The small study suggests that it eventually might be possible to screen for the deadly disease simply by analyzing a patient's saliva, as the presence or absence of certain oral bacteria seems to indicate a higher risk.
The observation, however, raises the question: Does pancreatic cancer prompt changes in an individual's oral bacterial landscape, or are such shifts actually driving the onset of disease?
"We don't yet know," cautioned study author Dr. James J. Farrell, an associate professor with the UCLA Center for Pancreatic Diseases at the University of California, Los Angeles. "This is a small study, and just the first step. But certainly this is the first indication of its kind that an analysis of oral flora can find differences that could point to a mechanism where pancreatic cancer might develop."
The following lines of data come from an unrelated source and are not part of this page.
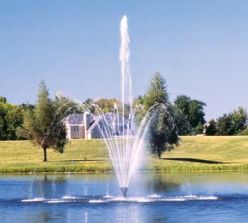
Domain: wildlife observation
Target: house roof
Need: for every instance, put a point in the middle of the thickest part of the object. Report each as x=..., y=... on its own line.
x=75, y=119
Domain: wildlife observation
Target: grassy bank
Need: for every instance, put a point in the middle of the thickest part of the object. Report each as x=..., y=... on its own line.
x=194, y=154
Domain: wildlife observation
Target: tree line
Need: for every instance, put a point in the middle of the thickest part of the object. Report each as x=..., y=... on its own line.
x=43, y=122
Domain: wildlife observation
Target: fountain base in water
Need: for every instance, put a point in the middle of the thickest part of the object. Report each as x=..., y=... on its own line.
x=124, y=191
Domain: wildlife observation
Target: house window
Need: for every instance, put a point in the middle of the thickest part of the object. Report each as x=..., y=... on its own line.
x=75, y=128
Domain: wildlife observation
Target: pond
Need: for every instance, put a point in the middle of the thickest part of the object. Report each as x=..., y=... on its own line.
x=152, y=197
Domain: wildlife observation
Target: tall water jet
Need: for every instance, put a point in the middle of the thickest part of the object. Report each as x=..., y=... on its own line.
x=124, y=139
"At the same time," added Farrell, "what led us to explore this in the first place is the search for the holy grail: a test that would identify malignancy early on, because the problem with pancreatic cancer is that the vast majority of patients present at a very late stage. Only about 15 percent are diagnosed at a point where they're eligible to have surgery. So for most the only option is chemotherapy, which has a very poor response rate. So, there's a dire need for early detection. And this work could, down the road, lead to a noninvasive and widely applicable way to get just that."
Farrell and his colleague report their findings in the current online issue of the journal Gut.
Pancreatic cancer is typically very aggressive, with only about 5 percent of patients living five years beyond their diagnosis. Apple co-founder Steve Jobs died last week of the disease.